Il soupire : « Oh, rien… »
Et puis c’est tout.
— Je pourrais vous poser à l’agglomération la plus proche ?
— Si vous y tenez. Je ne vous ai pas demandé de me prendre avec vous, n’est-ce pas ?
— Vous n’avez vraiment aucun projet ?
— Je ne peux pas me le permettre…
— Tout le monde, bon gré mal gré, fait des projets. Pour le moins des projets de projets…
— Pas moi.
On sort du climat « routier », comme tu peux le voir. On déraille dans le fumeux, le philosophique…
— Vous êtes certain qu’on ne peut pas vous aider ?
— Absolument certain.
— Vous paraissez malheureux.
— Je parais, mais ne le suis pas.
Bérurier juge opportun de se manifester.
— T’es quoi t’est-ce, alors, l’ami ?
— En trop.
— C’t’à dire, l’ami ?
— Une épine de rosier n’a pas sa place dans la chair de votre main, n’est-ce pas ? Je suis, désormais, dans la société, une épine de rosier.
— Tu causes comme un livre, assure le Gros.
— Vous croyez ?
— Note qu’ c’est pas t’un compliment.

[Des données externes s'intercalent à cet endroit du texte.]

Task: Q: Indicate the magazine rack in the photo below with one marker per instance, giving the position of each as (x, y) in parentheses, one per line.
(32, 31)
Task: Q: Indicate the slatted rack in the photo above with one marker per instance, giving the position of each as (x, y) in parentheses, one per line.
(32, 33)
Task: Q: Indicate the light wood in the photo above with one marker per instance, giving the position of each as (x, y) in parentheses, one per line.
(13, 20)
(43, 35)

Tu ferais mieux de causer comme un homme, on y voirrait plus clair.
Et là-dessus, Bibendum égosille un « Attention on on on » à faire dresser des cheveux sur un casque de scaphandrier.

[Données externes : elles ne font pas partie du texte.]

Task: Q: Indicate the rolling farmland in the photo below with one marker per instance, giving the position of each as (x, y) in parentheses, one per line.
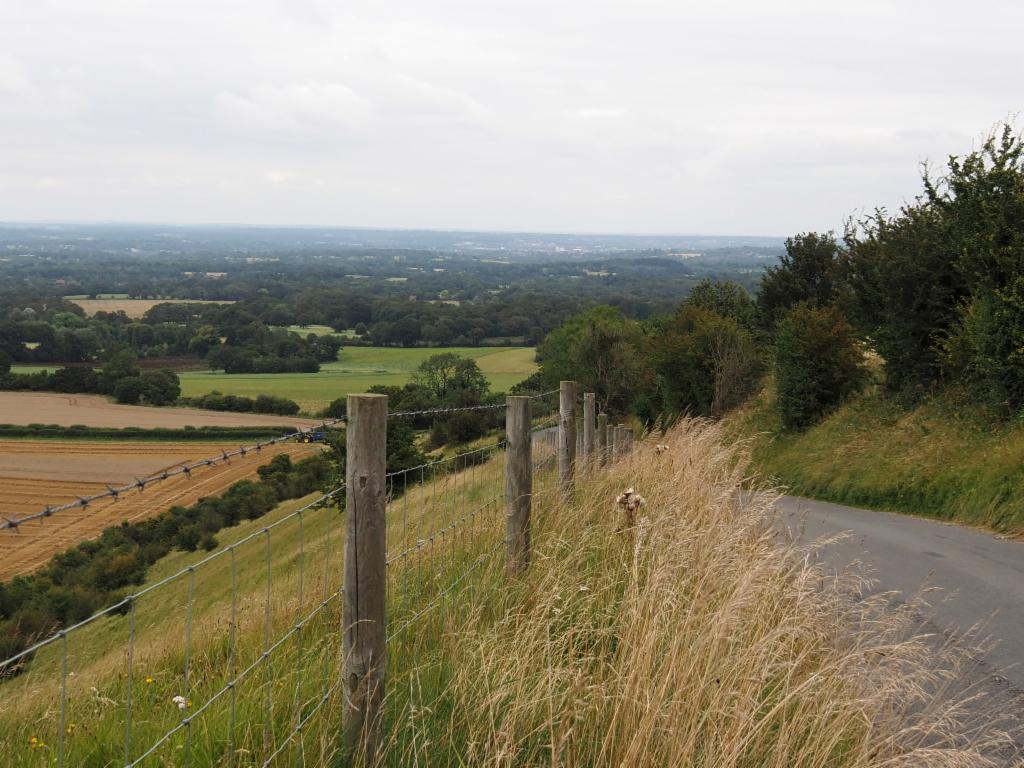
(134, 308)
(96, 411)
(356, 370)
(37, 473)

Un rouleau compresseur, piloté par un con pressé, vient de se foutre en travers de la route, juste devant nous. Il débouchait d’un chantier. J’essaie de l’éviter. Mais c’est râpé. La partie avant droite de mon véhicule à gorets percute l’énorme cylindre et ma direction devient plus molle que la zézette du notaire lorsque Monsieur le Curé entre dans son cabinet au moment qu’il calçait sa secrétaire. Mon porc’s bus traverse la route et percute un grand mur interminable qui la borde. Tout se passe dans une sorte d’irréalité bizarre. En ralenti somptueux… Je te décompose l’opération, tu me diras ensuite ce que t’en penses. Tout d’abord, le mur explose. C’est poilant, cette grande surface opaque qui vole en éclats, démasquant un paysage inconnu. J’aperçois confusément un parc, des allées bien tracées, des bancs, et puis des gens qui sont assis dessus et qui nous regardent débouler avec des yeux et des bouches béantes de « mon Dieu, mais que se passe-t-il ? ».